= Alison Barth =

American neuroscientist

Alison Barth is a fellow of the American Association for the Advancement of Science. and the Maxwell H. and Gloria C. Connan Professor of Life Sciences, Biological Sciences and Neuroscience Institute at Carnegie Mellon University.

== Early life and education ==
Alison Barth was born in the state of Maryland, but her family later moved to the states of Kansas, Wisconsin, and Ohio throughout her childhood. She received a Bachelor of Arts in biology from Brown University. She received her Ph.D. in Molecular and Cell Biology from the University of California, Berkeley (1997), and conducted her post-doctoral research in neurophysiology at Stanford University (2001).

== Research and career ==
During her time at Stanford University, Barth developed and filed a provisional patent for the “fosGFP” mouse, a transgenic mouse that labels green fluorescent protein (GFP) expression in vivo and visualizes neurons undergoing plasticity.

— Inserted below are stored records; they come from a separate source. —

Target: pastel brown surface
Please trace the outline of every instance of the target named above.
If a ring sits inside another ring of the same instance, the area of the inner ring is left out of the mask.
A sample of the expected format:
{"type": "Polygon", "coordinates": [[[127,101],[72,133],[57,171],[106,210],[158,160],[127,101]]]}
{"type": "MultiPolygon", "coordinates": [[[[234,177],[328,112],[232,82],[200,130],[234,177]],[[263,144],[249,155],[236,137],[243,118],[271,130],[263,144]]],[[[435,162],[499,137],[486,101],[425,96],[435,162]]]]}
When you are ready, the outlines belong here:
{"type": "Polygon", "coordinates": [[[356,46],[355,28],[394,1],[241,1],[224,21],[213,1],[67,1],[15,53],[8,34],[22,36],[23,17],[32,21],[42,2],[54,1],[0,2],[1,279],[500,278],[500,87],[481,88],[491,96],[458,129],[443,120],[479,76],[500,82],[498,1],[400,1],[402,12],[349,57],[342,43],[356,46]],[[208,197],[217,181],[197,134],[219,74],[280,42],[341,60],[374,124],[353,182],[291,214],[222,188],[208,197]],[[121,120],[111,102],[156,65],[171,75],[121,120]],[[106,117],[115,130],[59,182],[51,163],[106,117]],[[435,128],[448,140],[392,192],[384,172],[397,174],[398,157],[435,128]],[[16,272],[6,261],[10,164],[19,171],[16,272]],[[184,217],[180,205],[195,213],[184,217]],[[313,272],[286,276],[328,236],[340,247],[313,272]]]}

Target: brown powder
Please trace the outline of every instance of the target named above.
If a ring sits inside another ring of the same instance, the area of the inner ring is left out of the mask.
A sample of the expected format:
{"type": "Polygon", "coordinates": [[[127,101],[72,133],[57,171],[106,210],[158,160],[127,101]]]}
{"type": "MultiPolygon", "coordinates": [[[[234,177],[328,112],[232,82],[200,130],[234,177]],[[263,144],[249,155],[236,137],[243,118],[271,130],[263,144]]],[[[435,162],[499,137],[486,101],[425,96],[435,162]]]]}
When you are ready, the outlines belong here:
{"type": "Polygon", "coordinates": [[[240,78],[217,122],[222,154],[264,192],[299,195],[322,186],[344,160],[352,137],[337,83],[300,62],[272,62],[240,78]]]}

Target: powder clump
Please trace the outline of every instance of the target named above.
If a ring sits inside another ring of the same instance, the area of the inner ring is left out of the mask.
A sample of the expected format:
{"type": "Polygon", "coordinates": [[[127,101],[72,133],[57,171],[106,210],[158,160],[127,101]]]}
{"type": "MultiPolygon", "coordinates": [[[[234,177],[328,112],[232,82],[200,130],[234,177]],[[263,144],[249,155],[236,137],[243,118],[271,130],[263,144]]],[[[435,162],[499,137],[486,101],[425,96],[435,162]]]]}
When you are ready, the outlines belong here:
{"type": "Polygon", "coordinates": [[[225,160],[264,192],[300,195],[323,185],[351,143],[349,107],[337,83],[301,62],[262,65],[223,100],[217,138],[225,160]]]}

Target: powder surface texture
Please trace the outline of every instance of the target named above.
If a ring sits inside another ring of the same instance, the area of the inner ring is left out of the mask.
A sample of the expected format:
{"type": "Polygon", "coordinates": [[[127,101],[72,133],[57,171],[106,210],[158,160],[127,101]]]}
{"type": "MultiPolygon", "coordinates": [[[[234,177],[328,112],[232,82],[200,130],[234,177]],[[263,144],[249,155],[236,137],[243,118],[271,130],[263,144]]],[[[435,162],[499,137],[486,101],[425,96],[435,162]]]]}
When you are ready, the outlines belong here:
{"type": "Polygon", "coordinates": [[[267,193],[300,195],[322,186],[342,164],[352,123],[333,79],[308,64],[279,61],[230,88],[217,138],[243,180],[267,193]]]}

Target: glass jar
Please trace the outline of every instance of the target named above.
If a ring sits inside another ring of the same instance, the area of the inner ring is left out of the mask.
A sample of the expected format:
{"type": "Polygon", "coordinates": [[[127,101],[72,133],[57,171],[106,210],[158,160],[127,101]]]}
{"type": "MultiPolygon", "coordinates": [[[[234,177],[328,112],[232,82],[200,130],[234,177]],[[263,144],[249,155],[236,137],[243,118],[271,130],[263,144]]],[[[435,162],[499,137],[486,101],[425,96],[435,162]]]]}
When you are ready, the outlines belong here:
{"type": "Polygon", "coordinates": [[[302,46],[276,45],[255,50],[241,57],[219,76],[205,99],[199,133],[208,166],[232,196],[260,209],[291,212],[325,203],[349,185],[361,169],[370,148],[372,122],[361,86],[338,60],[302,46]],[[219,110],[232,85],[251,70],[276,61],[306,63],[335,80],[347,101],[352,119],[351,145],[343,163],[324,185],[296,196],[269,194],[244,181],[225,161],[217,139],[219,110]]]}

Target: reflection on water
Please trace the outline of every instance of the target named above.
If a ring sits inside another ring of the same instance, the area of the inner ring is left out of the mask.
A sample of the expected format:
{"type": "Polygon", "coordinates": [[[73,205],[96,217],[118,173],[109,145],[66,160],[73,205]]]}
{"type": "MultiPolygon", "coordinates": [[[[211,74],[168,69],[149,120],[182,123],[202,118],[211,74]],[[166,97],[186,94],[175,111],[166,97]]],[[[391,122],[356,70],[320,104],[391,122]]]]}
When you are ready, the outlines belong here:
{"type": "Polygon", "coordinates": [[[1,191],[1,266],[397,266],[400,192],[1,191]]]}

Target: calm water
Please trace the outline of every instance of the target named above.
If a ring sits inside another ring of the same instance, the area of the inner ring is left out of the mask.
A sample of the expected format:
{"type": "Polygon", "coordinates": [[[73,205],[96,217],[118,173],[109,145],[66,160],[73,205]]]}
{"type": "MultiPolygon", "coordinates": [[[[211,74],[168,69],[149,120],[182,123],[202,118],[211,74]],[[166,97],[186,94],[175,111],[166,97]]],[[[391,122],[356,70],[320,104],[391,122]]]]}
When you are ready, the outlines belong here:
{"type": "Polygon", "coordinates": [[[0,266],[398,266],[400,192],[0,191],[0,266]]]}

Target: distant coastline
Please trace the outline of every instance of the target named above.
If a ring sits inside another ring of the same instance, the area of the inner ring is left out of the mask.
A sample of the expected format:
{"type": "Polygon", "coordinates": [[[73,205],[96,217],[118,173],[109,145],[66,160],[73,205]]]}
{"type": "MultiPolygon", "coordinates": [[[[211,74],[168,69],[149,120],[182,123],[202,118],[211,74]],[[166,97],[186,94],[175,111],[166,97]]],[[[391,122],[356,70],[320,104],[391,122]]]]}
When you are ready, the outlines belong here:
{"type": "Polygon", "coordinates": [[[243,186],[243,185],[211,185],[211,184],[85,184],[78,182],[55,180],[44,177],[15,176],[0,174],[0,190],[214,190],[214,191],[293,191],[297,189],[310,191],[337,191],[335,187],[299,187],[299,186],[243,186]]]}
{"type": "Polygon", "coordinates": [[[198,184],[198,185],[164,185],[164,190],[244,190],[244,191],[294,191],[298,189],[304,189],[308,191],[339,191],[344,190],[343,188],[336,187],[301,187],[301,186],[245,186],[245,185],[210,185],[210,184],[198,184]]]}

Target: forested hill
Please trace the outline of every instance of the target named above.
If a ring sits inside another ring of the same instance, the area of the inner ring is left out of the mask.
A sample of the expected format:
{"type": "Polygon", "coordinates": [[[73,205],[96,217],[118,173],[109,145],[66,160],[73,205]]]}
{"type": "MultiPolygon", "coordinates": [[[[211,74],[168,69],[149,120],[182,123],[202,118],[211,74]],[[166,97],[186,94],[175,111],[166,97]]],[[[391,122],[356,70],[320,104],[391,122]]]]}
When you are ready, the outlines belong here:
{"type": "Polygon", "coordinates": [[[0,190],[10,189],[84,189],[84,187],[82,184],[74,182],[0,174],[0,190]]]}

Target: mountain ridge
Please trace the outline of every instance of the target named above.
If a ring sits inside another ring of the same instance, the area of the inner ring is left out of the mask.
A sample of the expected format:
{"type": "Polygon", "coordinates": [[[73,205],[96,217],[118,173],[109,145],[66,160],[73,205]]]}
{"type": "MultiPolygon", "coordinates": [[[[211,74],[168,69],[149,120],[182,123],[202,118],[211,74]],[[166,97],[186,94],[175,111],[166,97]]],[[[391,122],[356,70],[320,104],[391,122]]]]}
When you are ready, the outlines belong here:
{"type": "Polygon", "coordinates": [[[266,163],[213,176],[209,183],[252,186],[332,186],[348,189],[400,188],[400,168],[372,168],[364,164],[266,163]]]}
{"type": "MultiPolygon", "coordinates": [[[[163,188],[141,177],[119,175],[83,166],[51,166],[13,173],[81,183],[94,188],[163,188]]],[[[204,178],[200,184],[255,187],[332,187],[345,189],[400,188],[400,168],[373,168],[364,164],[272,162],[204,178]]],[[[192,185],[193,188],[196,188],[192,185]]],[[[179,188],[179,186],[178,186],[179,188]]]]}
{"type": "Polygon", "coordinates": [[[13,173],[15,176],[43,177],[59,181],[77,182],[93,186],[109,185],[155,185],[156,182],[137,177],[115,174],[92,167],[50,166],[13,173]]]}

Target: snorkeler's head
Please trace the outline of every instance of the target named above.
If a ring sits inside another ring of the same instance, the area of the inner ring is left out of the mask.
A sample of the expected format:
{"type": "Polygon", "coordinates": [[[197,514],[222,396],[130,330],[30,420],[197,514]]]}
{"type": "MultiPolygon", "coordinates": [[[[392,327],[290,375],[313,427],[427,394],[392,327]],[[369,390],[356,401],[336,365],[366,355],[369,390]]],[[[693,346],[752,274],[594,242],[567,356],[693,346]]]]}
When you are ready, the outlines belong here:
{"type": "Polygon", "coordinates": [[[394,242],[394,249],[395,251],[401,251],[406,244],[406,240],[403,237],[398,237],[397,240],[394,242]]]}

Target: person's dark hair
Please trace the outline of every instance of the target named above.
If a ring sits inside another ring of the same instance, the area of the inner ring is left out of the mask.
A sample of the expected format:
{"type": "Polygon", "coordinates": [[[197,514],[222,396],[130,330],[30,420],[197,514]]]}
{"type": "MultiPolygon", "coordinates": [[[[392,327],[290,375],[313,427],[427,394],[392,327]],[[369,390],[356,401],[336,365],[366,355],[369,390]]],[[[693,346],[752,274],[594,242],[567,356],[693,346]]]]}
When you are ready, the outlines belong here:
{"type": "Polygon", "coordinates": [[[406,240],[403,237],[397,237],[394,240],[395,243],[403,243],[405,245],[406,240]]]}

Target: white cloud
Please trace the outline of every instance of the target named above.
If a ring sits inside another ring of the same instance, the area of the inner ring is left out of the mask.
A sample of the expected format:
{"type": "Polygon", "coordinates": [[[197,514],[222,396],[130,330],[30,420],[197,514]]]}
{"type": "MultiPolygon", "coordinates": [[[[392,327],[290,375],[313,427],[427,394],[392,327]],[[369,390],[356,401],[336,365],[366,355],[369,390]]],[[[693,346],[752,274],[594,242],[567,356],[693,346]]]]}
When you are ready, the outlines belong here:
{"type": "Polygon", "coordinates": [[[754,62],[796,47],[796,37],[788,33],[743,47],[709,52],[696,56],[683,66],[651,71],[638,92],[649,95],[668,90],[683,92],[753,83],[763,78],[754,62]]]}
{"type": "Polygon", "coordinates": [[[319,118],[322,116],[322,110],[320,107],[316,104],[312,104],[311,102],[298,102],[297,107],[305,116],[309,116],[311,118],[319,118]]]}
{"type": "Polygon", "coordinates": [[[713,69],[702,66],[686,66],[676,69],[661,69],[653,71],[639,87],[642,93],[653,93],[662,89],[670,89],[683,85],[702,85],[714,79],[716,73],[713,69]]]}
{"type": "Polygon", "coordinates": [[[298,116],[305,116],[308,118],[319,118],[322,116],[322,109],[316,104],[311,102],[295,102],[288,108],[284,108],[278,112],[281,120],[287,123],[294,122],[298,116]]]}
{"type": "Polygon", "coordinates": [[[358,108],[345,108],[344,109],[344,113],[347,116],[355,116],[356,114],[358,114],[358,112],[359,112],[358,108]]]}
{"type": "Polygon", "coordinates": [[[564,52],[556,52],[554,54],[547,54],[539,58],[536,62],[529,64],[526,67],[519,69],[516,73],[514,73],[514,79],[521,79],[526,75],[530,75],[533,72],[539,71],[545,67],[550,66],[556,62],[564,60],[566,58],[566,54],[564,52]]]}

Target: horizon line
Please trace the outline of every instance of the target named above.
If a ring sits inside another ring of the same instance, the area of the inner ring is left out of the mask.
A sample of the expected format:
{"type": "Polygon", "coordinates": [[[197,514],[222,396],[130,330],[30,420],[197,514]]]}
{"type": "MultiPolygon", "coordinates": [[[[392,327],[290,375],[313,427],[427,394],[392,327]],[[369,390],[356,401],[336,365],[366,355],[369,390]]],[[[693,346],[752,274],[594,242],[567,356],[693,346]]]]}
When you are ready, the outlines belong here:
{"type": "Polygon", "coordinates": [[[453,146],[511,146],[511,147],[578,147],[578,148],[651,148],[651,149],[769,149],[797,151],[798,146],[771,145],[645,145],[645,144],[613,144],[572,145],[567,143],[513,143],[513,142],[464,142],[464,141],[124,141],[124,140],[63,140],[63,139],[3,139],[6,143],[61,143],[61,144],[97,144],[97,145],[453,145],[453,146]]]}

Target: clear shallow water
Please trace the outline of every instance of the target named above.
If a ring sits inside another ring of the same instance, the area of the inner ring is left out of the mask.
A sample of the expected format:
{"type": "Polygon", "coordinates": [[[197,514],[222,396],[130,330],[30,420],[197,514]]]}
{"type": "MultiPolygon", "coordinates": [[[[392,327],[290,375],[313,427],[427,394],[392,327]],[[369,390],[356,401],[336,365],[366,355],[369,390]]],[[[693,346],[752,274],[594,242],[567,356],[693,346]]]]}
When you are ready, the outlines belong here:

At Carnegie Mellon University, Barth's research focuses on understanding how the brain changes in response to experience, particularly in the context of learning and memory. She studies the somatosensory cortex of rodents, investigating how synapses are altered as animals undergo different types of experiences.

== Honors and awards ==
In 2012, she received the McKnight Foundation's Memory and Cognitive Disorders Award. In 2014, she received the Kaufman Grant to study neural communication in the cerebral cortex.

She was awarded the Society for Neuroscience's Research Award for Innovation in Neuroscience and the Career Development Award in 2008, and she received the Humboldt Foundation's Bessel Research Award in 2009.